Coincido en Buenos Aires con Bruni Burres, directora del Festival Internacional de Cine de Derechos Humanos, que Human Rights Watch organiza anualmente en Nueva York y Londres, el más importante del mundo en esa especialidad. Los derechos humanos se suponen universales y HRW, como su colega Amnesty International, se ocupa de denunciar, sin distinguir nacionalidad, raza, religión, orientación sexual ni color político, las tropelías que a diario se cometen en todo el planeta. Sin embargo, Bruni se manifiesta alarmada porque no es tan así. Es decir, mucha gente piensa que la persecución a las minorías, los abusos de poder y las restricciones a la libertad de expresión sólo son repudiables si ocurren en determinados ámbitos y no en otros. Así es cómo hoy, en los Estados Unidos, está mal visto que HRW denuncie como crímenes de lesa humanidad las atrocidades cometidas por el ejército israelí en el Líbano y los territorios palestinos.
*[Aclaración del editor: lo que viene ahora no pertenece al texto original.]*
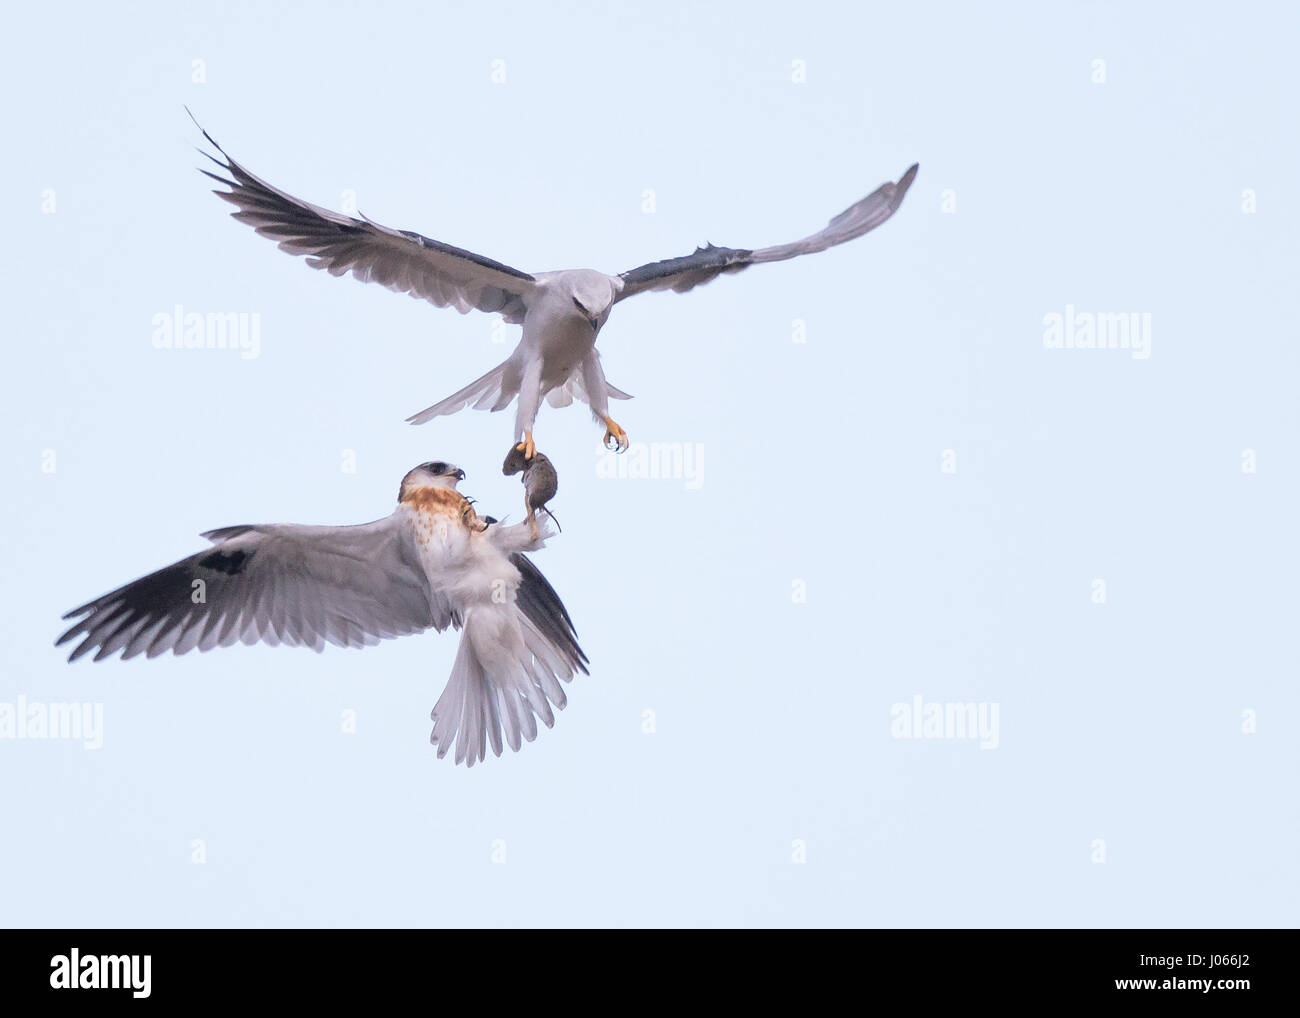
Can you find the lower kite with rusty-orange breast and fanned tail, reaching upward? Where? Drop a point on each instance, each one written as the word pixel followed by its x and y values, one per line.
pixel 434 564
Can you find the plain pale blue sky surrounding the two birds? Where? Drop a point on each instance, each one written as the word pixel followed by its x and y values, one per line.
pixel 1124 790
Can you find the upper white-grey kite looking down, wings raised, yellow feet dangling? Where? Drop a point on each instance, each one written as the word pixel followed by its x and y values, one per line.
pixel 562 313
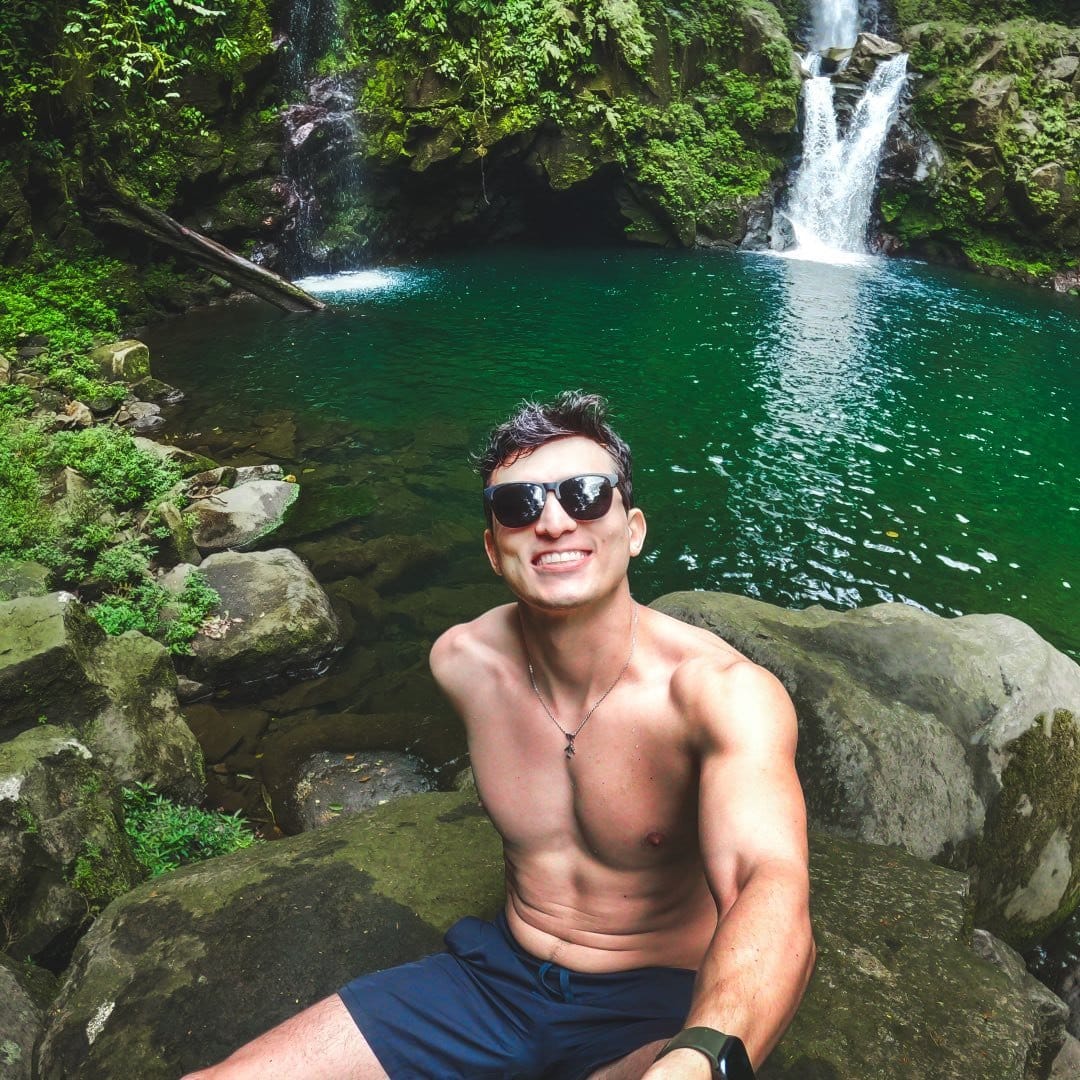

Apenas se sugiere que la política de Israel hacia los palestinos no es la propia de un país democrático, comienzan las acusaciones de antisemitismo.
Si cierta derecha niega y boicotea las denuncias contra Israel, agrega Bruni, cierta izquierda hace lo mismo contra las que tienen como objeto el autoritarismo del régimen cubano. Mucha gente actúa como si la longeva dictadura de Fidel Castro fuera invisible, la isla un enclave libertario y su jefe un benefactor de la humanidad al que se debe tratar cariñosamente de “comandante”.
Burres se sorprende, un poco ingenuamente, de encontrar las mismas actitudes en la Argentina. Vino a Buenos Aires para presentar una selección de las películas de su festival en la Sala Lugones. Allí, hace un año y en el marco de otro festival, las películas del cineasta Eyal Sivan fueron objeto de una protesta formal por parte del embajador israelí. Esta vez, y desde un lugar inesperado, la intolerancia tuvo por objeto a la propia HRW. La periodista María Núñez, que tenía a cargo la tarea de difusión del evento, se encontró con que el texto que lo anunciaba fue rechazado por la Agencia Nacional de Comunicación. La ANC es poco conocida pero opera desde 1999 y depende de la UTPBA, el sindicato de los trabajadores de prensa. Ese medio publica notas e información en su portal de Internet y las hace circular en redacciones locales y latinoamericanas. En una carta a Burres, Núñez explica que la razón invocada por Héctor Corti, el coordinador de la agencia, es que la ANC “no mantiene una buena relación con HRW”, porque “no comparte su postura con respecto a Cuba y Venezuela”.
Una mirada a la página de la ANC muestra que su relación con Cuba y su gobierno es estrecha. Allí se reproducen numerosos artículos del periódico oficial Granma, la versión mejorada del legendario Pravda, y un ejemplo imbatible de obsecuencia periodística, con su retahíla de buenas noticias, actividades de los funcionarios y arengas patrióticas. “Los periodistas cubanos sabrán poner su talento como cronistas de su tiempo, como soldados para pelear hasta la victoria si la patria es agredida” es sólo una de ellas pero ilustra bien el estilo.
La carta de Núñez termina afirmando que la ANC ha cometido un acto de censura. Siempre es difícil entender el desdoblamiento de ciertos individuos entre periodistas y censores. Aún más difícil es entender que un sindicato, cuya defensa de la libertad de opinión es esencial a su existencia, practique oficialmente la censura cuando dispone de un medio.
La página de la ANC celebra la reunión que las autoridades de la UTPBA y su referente latinoamericano FELAP mantuvieron el 16 de este mes con una delegación de la Asociación Nacional de Periodistas de China, presidida por el funcionario oficial Lan-Yi. Resulta tentador preguntarse si estos lazos solidarios con la burocracia de prensa china impiden también que se hable en la ANC de la implacable censura de ese país.